The ABC radio presenter also questioned whether 'It's Not A Race' presenter, Beverley Wang, was 'yellow'.

A controversial and racially-charged interview in which Red Symons asks a fellow ABC journalist if she was "yellow", in a segment entitled 'What's the deal with Asians', has been taken down by the broadcaster.

The audio, released on Friday morning, is an extract from Symons' interview with Beverley Wang, host of ABC podcast 'It's Not A Race' -- the primary focus of which is issues concerning race and racism.

ABC NEWS

Prior to asking whether all Asian people were the same, Symons admitted to his guest that he hadn't even listened to her podcast yet.

"Wang, I'm guessing is Chinese?" he asked Beverley, who was born in Canada but whose family history in Taiwan stretches back 400-years.

"OK -- so your family is not a Chinese family that, for ideological reasons, left behind the mainland because they wanted to be capitalists?"

In an awkward exchange, Wang clarified to Symons that "400 years ago [it] wasn't ideology, it was survival".

ABC NEWS

The ABC pulled the interview on Friday, before issuing an apology for its content.

"ABC Radio has removed the latest episode of RN's It's Not A Race podcast and an earlier ABC Radio Melbourne segment," the statement read.

"A review of the editorial processes regarding this content and its use is in progress.
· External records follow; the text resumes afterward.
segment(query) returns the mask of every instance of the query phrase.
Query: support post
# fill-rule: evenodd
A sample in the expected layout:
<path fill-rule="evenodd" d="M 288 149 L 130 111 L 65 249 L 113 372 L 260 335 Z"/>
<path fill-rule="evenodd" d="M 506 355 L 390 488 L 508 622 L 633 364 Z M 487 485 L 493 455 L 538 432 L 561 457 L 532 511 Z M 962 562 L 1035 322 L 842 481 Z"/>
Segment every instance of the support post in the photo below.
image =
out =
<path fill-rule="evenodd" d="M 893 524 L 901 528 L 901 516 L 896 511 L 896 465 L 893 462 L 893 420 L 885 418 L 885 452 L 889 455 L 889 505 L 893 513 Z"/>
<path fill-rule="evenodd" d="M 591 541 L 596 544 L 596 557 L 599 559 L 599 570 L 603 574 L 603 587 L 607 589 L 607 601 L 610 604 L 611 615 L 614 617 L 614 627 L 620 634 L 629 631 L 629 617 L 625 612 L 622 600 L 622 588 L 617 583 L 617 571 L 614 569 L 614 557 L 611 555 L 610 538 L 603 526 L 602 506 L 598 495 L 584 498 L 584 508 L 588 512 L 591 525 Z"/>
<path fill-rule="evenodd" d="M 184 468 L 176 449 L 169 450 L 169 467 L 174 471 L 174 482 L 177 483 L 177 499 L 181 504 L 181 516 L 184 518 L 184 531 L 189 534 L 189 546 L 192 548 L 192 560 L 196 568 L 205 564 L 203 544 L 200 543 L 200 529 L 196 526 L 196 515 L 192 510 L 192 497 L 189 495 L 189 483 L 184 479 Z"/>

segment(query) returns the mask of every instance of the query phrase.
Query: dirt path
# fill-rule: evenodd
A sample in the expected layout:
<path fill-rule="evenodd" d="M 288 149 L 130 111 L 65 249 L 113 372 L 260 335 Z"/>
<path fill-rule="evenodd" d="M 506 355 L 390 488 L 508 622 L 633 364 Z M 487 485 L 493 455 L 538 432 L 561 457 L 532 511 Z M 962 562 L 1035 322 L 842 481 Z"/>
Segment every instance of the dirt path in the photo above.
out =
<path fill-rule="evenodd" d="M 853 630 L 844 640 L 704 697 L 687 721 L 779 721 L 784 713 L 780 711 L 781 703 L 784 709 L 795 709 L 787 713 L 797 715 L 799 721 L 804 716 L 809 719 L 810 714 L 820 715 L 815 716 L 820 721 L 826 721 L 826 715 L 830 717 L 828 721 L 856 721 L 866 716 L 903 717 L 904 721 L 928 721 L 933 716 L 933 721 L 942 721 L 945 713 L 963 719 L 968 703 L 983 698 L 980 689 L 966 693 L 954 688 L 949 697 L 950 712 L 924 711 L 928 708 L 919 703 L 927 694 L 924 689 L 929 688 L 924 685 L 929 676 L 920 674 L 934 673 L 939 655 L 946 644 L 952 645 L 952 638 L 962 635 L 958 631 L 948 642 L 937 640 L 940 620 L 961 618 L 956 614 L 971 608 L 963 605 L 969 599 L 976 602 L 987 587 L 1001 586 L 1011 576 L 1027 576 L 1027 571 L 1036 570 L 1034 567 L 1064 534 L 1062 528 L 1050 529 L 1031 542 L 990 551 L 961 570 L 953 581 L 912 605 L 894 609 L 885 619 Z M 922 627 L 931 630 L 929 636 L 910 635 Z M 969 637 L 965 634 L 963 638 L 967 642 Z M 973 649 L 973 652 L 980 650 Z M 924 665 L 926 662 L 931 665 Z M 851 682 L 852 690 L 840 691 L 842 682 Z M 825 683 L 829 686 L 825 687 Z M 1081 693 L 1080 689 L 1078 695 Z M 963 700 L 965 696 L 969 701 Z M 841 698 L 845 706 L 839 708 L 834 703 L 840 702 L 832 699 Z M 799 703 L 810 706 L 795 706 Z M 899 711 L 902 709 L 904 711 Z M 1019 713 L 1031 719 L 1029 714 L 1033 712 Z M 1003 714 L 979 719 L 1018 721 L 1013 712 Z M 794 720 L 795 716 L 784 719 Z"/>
ABC Radio apologises for the content going to air."

Symons then proceeded to confess that the only thing he knew about Taiwan -- a country with a long and complex history -- was that "there is a tall building which has a pendulum inside".

Wang clarified to Symons that she, in fact, was from Canada. "In Canada -- where I'm from -- they speak English and French," she said.

Symons then suggested she was "probably from the west coast of Canada because it's closer to Asia."

Wang then questioned Symons over his reaction to an incident on national TV in which a blackface skit was aired.

"I didn't particularly think anything about the notion of them wearing makeup other than there was a deep irony to somebody playing Michael Jackson who was -- I think he was Indian or Asian -- which are the same thing technically... who was wearing whiteface in order to indicate that Michael Jackson had chosen over the years to become less black," he said.

Symons then asked whether Wang would wear white or 'yellow' face.

"I just wouldn't do it," she said.

"I would never put makeup on my face to impersonate another race, it just doesn't work for me."